With TypeScript 4.x, TypeScript 3.x or TypeScript 2.x, the following steps describe what you have to do to create a library (npm package) with TypeScript:

  • Create your project as you normally would (with tests and everything)
  • Add declaration: true to tsconfig.json to generate typings.
  • Export the API through an index.ts
  • In the package.json, point to your generated typings. For example if your outDir is dist, then add "types": "dist/index.d.ts" to your package json.
  • In the package.json, point to your main entry file. For example if your outDir is dist and the main entry file is index.js, then add "main": "dist/index.js" to your package.json.
  • In the package.json, whitelist the files you'd like to ship to npm: files: ["/dist"]. An alternative approach is blacklisting with .npmignore, but it's harder to keep up to date.
  • Publish to npm with npm publish. Use semver specifications for updates (patch / bug fix npm version patch, non-breaking additions npm version minor, breaking api changes npm version major)
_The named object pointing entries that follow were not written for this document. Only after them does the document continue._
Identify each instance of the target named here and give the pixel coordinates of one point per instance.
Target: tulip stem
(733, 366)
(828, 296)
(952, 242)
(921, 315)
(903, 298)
Since it got me a while to sift through all the outdated resources on this topic on the internet (like the one on this page...) I decided to wrap it up in how-to-write-a-typescript-library with an up-to-date working minimal example.


Here is a sample Node module written in TypeScript : https://github.com/basarat/ts-npm-module

Here is a sample TypeScript project that uses this sample module https://github.com/basarat/ts-npm-module-consume

Basically you need to :

  • compile with commonjs and declaration:true
  • generate a .d.ts file

And then

  • Have your ide read the generated .d.ts.